NBC News correspondent Jacob Soboroff stood outside the skeleton of his childhood home, tapping his mother’s name into his cellphone. “Mom? Look at this,” he said, panning the phone to take in a residential block in Pacific Palisades that was burned down to its chimneys and foundations. “I’m so sad,” Soboroff’s mother said. “It makes me sad too,” Soboroff told her. “This was a really, really special place for the Soboroff family, and I’m very sorry to see it go.”
The two-minute clip, which aired on NBC Nightly News Wednesday, is just one of the extraordinary and devastating scenes flooding TV airwaves and social media this week, as wind-driven firestorms devoured some 25,000 acres of Southern California and forced more than 100,000 people to flee.
Such fires have grown increasingly common across the American West as climate change has intensified drought conditions. But in clip after clip of raging flames and raining ash, local residents and journalists alike have echoed a similar, shell-shocked refrain: This one feels different. “Everyone you know is affected somehow,” CNN senior producer Jason Kravarik told Brian Stelter’s Reliable Sources.
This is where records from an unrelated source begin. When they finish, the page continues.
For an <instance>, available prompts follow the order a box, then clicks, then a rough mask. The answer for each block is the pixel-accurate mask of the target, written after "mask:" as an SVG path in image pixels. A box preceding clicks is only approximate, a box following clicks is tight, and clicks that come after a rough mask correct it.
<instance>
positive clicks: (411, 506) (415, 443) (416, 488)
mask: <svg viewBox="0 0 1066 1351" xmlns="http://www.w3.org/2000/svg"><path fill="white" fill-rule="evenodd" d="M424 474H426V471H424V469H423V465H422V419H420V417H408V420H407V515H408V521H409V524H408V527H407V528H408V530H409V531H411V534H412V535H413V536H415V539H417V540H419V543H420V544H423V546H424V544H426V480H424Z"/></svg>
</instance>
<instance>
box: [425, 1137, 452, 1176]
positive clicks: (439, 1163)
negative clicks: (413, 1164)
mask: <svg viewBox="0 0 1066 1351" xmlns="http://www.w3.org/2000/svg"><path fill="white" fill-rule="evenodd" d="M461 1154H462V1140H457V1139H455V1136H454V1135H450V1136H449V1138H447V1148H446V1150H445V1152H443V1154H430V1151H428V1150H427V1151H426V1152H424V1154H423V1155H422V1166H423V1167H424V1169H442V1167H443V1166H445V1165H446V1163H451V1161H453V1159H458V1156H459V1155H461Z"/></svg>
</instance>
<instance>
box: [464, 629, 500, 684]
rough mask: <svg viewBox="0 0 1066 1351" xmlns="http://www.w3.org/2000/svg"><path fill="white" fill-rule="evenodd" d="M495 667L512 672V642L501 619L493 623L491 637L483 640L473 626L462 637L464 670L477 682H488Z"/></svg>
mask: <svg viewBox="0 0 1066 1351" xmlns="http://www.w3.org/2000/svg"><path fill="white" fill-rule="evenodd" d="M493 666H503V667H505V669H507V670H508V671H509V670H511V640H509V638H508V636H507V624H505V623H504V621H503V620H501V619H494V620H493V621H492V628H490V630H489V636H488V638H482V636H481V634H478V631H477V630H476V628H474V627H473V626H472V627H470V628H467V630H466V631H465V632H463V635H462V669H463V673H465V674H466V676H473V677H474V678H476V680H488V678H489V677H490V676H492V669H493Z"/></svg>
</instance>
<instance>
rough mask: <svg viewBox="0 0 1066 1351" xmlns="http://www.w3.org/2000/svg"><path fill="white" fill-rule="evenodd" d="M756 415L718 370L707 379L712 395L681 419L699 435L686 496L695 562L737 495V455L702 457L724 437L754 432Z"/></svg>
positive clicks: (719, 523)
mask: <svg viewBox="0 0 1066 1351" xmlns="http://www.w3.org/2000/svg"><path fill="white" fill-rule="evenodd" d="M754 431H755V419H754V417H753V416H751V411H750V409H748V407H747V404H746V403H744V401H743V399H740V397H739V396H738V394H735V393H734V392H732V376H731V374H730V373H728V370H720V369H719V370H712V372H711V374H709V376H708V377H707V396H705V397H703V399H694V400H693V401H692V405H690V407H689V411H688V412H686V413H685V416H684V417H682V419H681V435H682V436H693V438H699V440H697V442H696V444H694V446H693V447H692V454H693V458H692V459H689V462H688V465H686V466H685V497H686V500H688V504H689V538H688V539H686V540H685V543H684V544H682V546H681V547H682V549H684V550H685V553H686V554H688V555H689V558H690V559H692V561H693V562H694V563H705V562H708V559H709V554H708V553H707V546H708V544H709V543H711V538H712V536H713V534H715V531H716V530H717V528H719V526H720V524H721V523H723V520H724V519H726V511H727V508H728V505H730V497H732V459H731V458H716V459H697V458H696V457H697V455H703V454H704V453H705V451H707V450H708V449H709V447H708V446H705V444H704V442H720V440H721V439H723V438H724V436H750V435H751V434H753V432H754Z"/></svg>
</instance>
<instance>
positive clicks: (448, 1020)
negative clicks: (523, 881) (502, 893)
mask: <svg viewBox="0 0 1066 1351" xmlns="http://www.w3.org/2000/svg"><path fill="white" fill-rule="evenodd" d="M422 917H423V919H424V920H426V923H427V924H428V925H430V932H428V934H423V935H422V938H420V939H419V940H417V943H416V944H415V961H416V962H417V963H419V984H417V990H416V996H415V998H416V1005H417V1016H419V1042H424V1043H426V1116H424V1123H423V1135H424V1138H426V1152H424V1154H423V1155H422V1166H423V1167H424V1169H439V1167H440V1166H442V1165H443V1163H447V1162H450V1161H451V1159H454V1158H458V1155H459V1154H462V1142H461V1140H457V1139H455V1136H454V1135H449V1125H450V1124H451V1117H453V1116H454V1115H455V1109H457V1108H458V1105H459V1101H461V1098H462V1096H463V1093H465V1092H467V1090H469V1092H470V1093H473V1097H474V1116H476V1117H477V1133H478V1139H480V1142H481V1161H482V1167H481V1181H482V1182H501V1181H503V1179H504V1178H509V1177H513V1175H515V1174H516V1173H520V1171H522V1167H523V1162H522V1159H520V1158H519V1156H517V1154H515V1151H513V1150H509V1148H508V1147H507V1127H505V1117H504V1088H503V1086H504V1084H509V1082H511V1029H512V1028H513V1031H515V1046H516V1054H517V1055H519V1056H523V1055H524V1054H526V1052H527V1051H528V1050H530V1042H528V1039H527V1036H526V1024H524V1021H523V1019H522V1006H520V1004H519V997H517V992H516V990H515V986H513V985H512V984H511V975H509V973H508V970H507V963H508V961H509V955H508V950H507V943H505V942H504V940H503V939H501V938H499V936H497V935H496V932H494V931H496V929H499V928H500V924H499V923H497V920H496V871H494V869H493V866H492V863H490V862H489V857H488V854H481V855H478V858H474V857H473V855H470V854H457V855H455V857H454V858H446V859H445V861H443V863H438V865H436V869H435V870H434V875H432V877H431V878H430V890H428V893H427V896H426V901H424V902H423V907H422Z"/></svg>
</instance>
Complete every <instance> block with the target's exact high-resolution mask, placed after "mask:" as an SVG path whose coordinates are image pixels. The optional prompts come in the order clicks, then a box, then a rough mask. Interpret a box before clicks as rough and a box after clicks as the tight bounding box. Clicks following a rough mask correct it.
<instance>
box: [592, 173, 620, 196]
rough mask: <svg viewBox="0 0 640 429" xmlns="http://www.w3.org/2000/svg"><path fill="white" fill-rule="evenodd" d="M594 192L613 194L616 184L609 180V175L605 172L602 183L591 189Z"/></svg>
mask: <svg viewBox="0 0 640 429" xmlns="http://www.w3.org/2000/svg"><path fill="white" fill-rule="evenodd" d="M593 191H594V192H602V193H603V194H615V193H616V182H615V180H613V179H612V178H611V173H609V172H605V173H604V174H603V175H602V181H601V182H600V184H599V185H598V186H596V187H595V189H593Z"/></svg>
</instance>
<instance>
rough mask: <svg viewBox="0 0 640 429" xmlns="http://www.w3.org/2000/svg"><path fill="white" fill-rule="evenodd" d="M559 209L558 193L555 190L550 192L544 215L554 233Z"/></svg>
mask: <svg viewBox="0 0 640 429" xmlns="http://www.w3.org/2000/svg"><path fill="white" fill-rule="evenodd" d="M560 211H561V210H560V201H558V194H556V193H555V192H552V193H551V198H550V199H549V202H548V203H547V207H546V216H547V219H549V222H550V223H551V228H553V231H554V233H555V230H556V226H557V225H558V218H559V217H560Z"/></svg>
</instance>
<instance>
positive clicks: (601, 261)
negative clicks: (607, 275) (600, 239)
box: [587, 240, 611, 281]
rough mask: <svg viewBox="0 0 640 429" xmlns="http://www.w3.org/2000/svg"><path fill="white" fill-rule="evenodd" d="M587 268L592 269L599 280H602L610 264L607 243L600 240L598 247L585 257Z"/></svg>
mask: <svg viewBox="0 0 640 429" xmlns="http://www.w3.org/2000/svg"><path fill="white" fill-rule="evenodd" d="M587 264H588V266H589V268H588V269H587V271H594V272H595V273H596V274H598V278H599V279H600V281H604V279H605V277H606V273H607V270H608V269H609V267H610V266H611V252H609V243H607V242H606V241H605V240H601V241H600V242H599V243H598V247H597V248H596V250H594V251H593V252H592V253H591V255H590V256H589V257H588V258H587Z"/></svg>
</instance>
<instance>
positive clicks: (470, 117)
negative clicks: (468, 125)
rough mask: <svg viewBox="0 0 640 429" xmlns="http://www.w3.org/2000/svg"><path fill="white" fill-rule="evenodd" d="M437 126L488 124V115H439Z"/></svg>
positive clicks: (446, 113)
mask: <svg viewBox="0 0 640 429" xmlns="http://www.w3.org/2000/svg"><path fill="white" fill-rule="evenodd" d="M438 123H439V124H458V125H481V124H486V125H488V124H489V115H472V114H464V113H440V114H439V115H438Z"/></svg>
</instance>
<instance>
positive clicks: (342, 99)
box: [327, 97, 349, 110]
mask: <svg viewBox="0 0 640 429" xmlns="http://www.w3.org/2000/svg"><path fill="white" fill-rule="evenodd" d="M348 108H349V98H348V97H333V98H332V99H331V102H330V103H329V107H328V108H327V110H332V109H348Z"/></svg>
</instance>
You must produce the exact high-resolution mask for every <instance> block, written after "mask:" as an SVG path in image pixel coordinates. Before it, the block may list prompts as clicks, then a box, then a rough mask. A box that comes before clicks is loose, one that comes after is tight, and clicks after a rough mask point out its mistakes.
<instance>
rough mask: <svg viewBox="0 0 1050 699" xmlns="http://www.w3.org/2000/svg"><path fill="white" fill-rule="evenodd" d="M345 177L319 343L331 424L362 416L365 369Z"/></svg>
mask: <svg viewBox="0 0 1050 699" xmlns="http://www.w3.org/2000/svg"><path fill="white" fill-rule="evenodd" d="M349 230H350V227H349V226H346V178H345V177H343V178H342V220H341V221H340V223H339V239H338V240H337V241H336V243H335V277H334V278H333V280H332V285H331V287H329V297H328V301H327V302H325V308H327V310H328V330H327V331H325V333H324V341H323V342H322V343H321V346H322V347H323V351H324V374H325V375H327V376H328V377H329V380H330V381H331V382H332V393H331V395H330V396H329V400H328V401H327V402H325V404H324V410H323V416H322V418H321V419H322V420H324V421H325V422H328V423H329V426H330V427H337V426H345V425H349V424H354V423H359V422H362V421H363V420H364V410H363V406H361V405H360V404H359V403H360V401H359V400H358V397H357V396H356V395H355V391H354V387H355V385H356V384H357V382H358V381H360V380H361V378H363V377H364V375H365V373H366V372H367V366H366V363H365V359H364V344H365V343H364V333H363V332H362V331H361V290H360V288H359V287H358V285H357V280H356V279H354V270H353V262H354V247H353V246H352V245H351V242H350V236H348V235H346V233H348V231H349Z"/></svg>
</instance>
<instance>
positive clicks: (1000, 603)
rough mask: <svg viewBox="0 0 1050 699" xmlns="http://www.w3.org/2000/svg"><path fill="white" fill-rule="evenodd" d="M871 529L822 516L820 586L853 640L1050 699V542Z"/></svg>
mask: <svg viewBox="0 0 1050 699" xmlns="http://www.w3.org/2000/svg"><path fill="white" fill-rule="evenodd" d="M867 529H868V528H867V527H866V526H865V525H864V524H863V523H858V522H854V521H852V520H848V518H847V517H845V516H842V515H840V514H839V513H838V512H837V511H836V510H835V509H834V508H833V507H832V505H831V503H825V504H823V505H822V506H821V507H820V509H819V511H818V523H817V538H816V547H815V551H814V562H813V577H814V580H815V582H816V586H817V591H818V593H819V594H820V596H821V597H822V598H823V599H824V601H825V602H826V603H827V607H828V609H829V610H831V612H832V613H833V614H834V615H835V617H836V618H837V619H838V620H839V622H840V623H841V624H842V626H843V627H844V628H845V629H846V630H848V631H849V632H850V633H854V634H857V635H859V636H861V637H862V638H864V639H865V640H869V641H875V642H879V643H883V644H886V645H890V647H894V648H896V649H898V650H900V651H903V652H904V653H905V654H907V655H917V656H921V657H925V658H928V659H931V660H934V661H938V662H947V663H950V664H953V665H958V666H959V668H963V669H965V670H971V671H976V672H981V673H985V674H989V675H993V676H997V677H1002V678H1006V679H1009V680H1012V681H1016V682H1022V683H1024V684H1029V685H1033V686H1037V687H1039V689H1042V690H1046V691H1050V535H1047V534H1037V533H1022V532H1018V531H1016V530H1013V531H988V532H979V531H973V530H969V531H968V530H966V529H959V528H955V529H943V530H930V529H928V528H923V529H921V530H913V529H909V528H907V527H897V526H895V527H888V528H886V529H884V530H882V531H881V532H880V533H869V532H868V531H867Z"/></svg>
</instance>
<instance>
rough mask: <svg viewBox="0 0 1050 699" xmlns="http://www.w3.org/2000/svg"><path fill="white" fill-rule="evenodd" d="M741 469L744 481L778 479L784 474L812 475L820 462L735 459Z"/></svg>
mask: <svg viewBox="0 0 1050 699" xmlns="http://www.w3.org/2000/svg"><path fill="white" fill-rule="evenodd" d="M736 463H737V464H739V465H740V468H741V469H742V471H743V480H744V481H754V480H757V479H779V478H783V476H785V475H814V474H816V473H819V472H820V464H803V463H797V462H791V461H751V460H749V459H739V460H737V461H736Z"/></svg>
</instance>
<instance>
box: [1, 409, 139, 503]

Soboroff’s coverage has been particularly striking, in part because it’s so personal. The NBC political and national correspondent grew up in Pacific Palisades, one of the communities most devastated by the ongoing fires. In emotional dispatches from burned-out grocery stores and residential neighborhoods, he’s reflected on what the community means to him: “I can close my eyes and walk around and tell you what this place used to look like,” he said Thursday on Morning Joe. “It is no more … It was a tinderbox ready to go.”
But he’s not the only reporter covering an apocalypse close to home. On Wednesday morning, his NBC News colleague Liz Kreutz, who is based in Los Angeles, posted a harrowing 12-second video of her drive down the Pacific Coast Highway in Malibu, where clouds of orange smoke and ash almost obscured the smoldering foundations of dozens of ruined houses.